The fourth and final conclusion is that utopianism in any cultural context can too easily be turned into a justification for tyranny. This is the paradox of unbounded idealism. The history of Marxism in the 20th century has demonstrated only too clearly that it is possible to wish mankind too well. By holding out the prospect of unlimited good, Marxism's practitioners have been able to justify unlimited evil. It was Stalin who said, "If you want to make an omelette you have to break some eggs." Mao was less delicate:
A revolution is not a dinner party, or writing an essay, or painting a picture, or doing embroidery; it cannot be so refined, so leisurely and gentle, so temperate, kind, courteous, restrained, and magnanimous. A revolution is an insurrection, an act of violence by which one class overthrows another.
Stalin and Mao were both indebted to Lenin for this novel doctrine of "revolutionary morality." In Lenin's own words: "Our morality is completely subordinated to the interests of the class struggle of the proletariat.…Morality is that which serves to destroy the old exploiting society." As a consequence, Lenin said:
We deny all morality that is drawn from some conception beyond men, beyond class. We say that it is a deception…a fraud and a stultification of the minds of the workers and peasants in the interests of the landowners and capitalists."

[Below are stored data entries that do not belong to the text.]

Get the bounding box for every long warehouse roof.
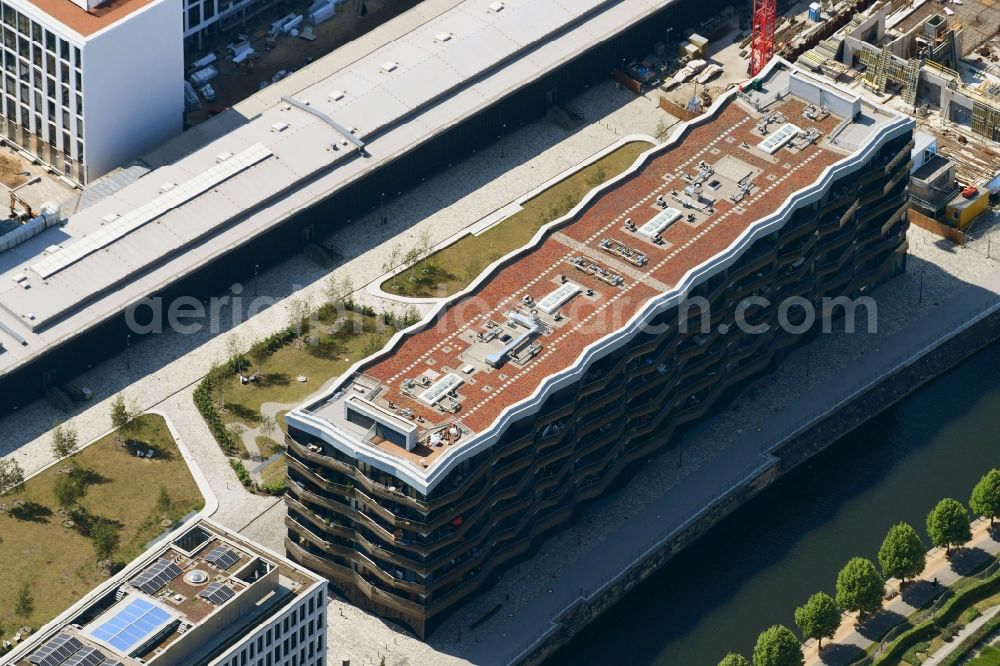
[0,0,672,375]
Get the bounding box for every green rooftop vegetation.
[0,415,203,640]
[381,140,653,299]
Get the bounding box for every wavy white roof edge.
[286,58,914,494]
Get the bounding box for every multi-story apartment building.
[283,61,915,638]
[6,519,327,666]
[0,0,182,184]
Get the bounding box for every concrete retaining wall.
[515,295,1000,666]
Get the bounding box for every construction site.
[182,0,424,125]
[614,0,999,242]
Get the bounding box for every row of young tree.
[717,469,1000,666]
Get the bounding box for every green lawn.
[971,646,1000,665]
[217,313,397,428]
[0,414,203,636]
[382,140,653,298]
[260,456,287,489]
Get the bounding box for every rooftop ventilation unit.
[757,123,801,154]
[380,61,398,73]
[488,1,504,12]
[637,207,682,240]
[435,32,452,42]
[271,121,289,132]
[537,281,581,314]
[328,90,345,101]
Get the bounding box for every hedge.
[937,610,1000,666]
[872,567,1000,665]
[194,370,235,454]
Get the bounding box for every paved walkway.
[804,520,1000,665]
[4,61,1000,666]
[922,603,1000,666]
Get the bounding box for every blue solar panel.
[88,598,173,655]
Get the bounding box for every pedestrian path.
[805,520,1000,666]
[922,603,1000,666]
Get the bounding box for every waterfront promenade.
[806,520,1000,665]
[448,264,1000,666]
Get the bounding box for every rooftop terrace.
[13,520,322,666]
[22,0,161,38]
[290,63,908,488]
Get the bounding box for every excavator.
[9,189,33,221]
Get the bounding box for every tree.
[752,625,803,666]
[53,471,86,512]
[109,394,133,445]
[286,296,312,338]
[225,333,244,375]
[226,423,246,456]
[324,274,354,307]
[156,485,171,515]
[794,592,840,650]
[382,245,403,289]
[970,469,1000,527]
[90,519,120,561]
[259,415,277,443]
[13,581,33,621]
[51,421,79,460]
[0,458,25,498]
[878,522,926,583]
[718,653,750,666]
[835,557,884,618]
[926,498,972,553]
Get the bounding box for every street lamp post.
[500,123,506,158]
[254,264,259,299]
[380,192,386,225]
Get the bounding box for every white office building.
[6,519,328,666]
[0,0,183,184]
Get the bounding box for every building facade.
[7,519,327,666]
[183,0,283,49]
[0,0,183,184]
[283,63,914,638]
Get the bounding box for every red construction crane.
[749,0,777,76]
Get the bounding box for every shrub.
[193,373,235,454]
[229,459,255,491]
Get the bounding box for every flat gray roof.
[0,0,672,374]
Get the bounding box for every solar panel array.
[30,143,273,279]
[27,633,82,666]
[204,545,239,569]
[87,597,174,655]
[198,581,236,606]
[129,558,182,595]
[61,647,108,666]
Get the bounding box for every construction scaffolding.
[972,93,1000,142]
[859,46,921,106]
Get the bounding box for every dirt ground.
[0,152,27,189]
[186,0,424,125]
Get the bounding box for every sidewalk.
[922,604,1000,666]
[805,520,1000,666]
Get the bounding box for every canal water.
[544,339,1000,666]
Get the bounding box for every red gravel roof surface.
[335,93,852,466]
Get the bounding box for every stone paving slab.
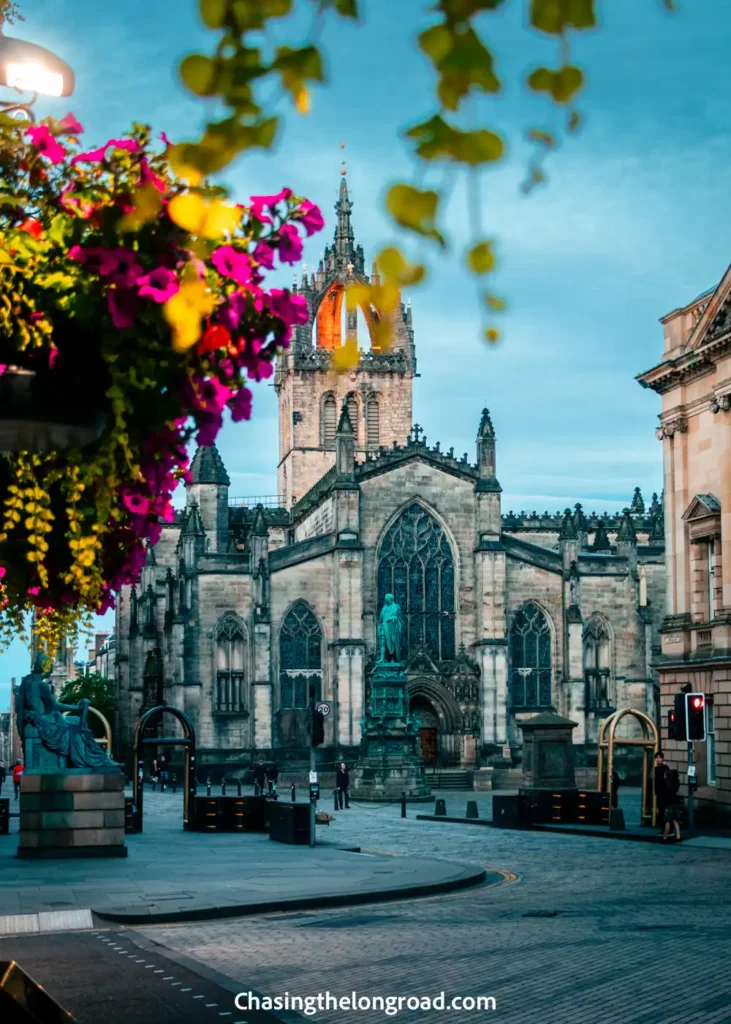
[0,798,491,931]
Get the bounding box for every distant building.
[638,268,731,824]
[84,632,116,680]
[114,175,666,776]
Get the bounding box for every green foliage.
[0,1,22,28]
[60,672,117,722]
[179,0,672,338]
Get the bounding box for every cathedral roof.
[190,445,230,486]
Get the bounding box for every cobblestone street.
[138,790,731,1024]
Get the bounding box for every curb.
[416,814,671,844]
[416,815,500,827]
[93,862,493,926]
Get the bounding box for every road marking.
[180,987,191,992]
[154,969,164,973]
[205,1003,218,1007]
[163,975,173,980]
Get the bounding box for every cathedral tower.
[274,173,417,508]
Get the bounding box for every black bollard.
[171,773,177,794]
[222,779,227,796]
[401,791,407,818]
[333,788,339,812]
[434,798,447,816]
[206,776,211,797]
[466,800,479,819]
[291,783,296,803]
[237,779,242,797]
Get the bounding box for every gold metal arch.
[62,705,113,751]
[597,708,659,827]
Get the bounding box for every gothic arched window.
[143,647,163,710]
[509,602,552,708]
[321,393,337,448]
[345,392,359,439]
[366,394,380,448]
[279,602,322,708]
[377,503,455,661]
[584,615,612,709]
[214,614,246,713]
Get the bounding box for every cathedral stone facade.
[114,177,666,775]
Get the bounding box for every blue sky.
[1,0,729,704]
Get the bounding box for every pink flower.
[59,184,94,219]
[72,137,140,164]
[27,586,40,596]
[219,291,248,332]
[211,245,253,286]
[123,493,151,516]
[160,131,172,148]
[228,387,253,422]
[297,199,324,236]
[26,125,65,164]
[0,566,6,579]
[107,289,138,329]
[268,288,309,326]
[48,346,58,369]
[253,240,275,270]
[160,503,175,523]
[137,266,179,303]
[277,223,303,264]
[57,113,84,135]
[250,187,292,222]
[239,338,273,382]
[107,249,143,288]
[138,158,166,194]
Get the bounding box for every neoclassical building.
[114,177,666,774]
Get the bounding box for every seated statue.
[16,655,121,774]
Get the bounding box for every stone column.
[337,645,364,746]
[252,622,272,749]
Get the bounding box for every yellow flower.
[164,275,217,352]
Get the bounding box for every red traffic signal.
[685,692,707,742]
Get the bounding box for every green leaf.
[47,214,70,246]
[180,54,218,97]
[419,26,500,110]
[0,193,24,207]
[229,0,291,30]
[199,0,229,28]
[386,184,444,245]
[405,115,503,164]
[527,64,583,102]
[438,0,508,20]
[467,241,496,274]
[530,0,596,35]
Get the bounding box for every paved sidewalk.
[0,792,492,932]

When the leaders of Democratic Kampuchea finally got their chance to make an omelette, they broke a lot of eggs. They subordinated all civilized standards of morality to "the interests of the class struggle"—interests that were defined and dictated by the omniscient Organization. The egalitarian paradise they set out to create degenerated into an impoverished hell that differed from the poet Virgil's description in only one detail—in Kampuchea, it was not a metaphor.

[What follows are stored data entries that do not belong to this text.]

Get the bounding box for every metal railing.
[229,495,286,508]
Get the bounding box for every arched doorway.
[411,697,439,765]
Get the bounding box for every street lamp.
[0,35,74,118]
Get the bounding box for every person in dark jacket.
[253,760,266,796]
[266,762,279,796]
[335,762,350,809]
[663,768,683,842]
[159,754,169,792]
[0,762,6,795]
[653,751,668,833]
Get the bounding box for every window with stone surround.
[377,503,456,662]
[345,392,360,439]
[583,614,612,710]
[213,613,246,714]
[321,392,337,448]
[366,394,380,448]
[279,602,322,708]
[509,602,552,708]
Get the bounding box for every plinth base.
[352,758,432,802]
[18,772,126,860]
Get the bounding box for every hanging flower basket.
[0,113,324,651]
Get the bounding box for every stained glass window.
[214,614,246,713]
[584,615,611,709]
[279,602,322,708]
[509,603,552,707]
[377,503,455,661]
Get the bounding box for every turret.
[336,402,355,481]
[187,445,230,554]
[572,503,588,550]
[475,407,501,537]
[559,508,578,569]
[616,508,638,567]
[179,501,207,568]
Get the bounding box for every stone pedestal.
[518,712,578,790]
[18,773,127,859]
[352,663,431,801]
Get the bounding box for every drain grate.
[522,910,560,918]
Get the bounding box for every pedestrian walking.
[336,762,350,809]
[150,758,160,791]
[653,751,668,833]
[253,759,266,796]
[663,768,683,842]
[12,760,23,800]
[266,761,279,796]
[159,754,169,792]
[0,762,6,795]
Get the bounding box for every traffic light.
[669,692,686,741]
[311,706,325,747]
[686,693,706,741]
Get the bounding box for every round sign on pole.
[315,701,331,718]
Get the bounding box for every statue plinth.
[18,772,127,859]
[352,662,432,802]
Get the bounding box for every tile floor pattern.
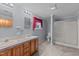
[34,41,79,56]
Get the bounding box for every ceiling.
[14,3,79,20]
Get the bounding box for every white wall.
[0,4,32,40]
[13,4,33,35]
[0,4,47,41]
[77,18,79,48]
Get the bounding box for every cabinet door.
[30,39,36,55]
[23,47,30,56]
[0,49,12,56]
[23,41,30,49]
[23,41,30,56]
[35,39,38,51]
[12,44,23,56]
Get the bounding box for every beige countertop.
[0,36,38,51]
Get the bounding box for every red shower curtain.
[33,16,42,30]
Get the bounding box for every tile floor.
[34,41,79,56]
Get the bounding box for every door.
[12,44,23,56]
[0,49,12,56]
[30,39,36,55]
[23,41,30,56]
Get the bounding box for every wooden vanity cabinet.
[12,41,31,56]
[0,49,12,56]
[0,38,38,56]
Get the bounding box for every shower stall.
[51,15,79,48]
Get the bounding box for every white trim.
[77,19,79,48]
[55,41,79,49]
[50,14,53,45]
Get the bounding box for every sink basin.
[0,42,5,45]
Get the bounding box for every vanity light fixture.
[1,3,14,8]
[24,9,31,16]
[0,18,13,27]
[24,9,28,14]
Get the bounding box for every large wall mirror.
[0,7,13,28]
[0,17,13,28]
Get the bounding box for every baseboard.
[55,41,78,49]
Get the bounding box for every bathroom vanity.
[0,36,38,56]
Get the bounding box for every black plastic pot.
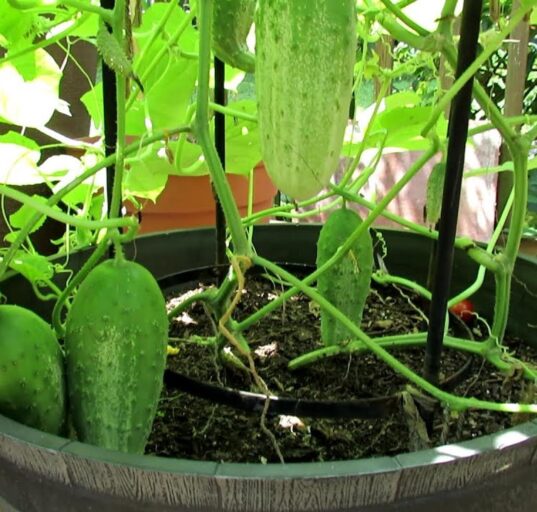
[1,225,537,512]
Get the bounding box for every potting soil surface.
[146,270,537,463]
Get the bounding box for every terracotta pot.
[519,237,537,258]
[127,163,277,233]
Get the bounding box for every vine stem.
[51,236,110,337]
[448,190,514,309]
[379,0,429,36]
[7,0,113,23]
[237,144,438,332]
[491,148,530,340]
[0,14,92,65]
[253,255,537,414]
[218,255,284,463]
[0,125,190,281]
[288,333,487,371]
[0,185,136,231]
[422,2,536,136]
[126,9,196,112]
[195,0,250,257]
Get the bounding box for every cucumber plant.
[316,207,373,346]
[256,0,357,200]
[64,248,168,453]
[1,0,537,460]
[212,0,255,73]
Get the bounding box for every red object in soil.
[449,299,475,323]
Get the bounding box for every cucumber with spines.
[316,208,374,346]
[213,0,255,73]
[0,305,65,434]
[256,0,357,200]
[65,255,168,453]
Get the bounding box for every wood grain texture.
[2,426,537,511]
[0,432,71,484]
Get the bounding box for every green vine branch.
[253,255,537,415]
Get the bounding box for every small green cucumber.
[316,208,374,346]
[425,162,446,227]
[0,305,65,434]
[256,0,357,200]
[96,21,133,77]
[213,0,255,73]
[65,256,168,453]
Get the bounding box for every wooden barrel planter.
[1,225,536,512]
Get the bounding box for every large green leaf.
[8,196,52,233]
[41,155,103,207]
[123,142,173,201]
[69,12,99,40]
[7,251,54,283]
[81,81,103,131]
[344,101,448,152]
[172,100,261,176]
[0,0,39,50]
[134,3,198,91]
[0,49,62,127]
[146,58,197,130]
[0,132,42,184]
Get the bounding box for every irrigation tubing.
[163,354,473,420]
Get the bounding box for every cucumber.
[65,255,168,453]
[0,305,65,434]
[316,208,373,346]
[256,0,356,200]
[213,0,255,73]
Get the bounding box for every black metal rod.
[423,0,484,386]
[100,4,117,219]
[100,0,117,259]
[213,57,227,281]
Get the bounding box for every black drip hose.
[423,0,484,387]
[213,57,227,282]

Thomas Magstadt is chairman of the Department of Government and International Affairs at Augustana College, Sioux Falls, South Dakota. He has written for National Review, Chronicle of Higher Education, and other publications.
*Communist Cambodia was given the official name of Democratic Kampuchea. For semantic convenience, I will use the name Kampuchea to refer to Cambodia between April 1975 and early 1979.
**The Vietnamese invasion, although it "liberated" Cambodia from a brutal tyranny, was denounced by Prince Sihanouk at the United Nations. The UN Security Council's attempt to pass a resolution calling for Vietnam's withdrawal was vetoed by the Soviet Union. Heng Samrin's Vietnamese-backed government is now in control of the major cities and most of the Cambodian countryside, but the forces of the deposed Pol Pot regime continue to carry on a protracted guerrilla war from their base areas along the Thai-Cambodian border. Due to the support of the People's Republic of China and the Association of Southeast Asian Nations (ASEAN), the ousted Pol Pot government continues to hold Cambodia's seat in the United Nations. In July 1981, a conference on Cambodia met at the United Nations and passed a unanimous resolution calling for Vietnamese withdrawal. The same conference also asked for UN-supervised elections and a guarantee of Cambodian independence. Vietnam, the Soviet Union, and the Eastern Bloc countries boycotted the conference.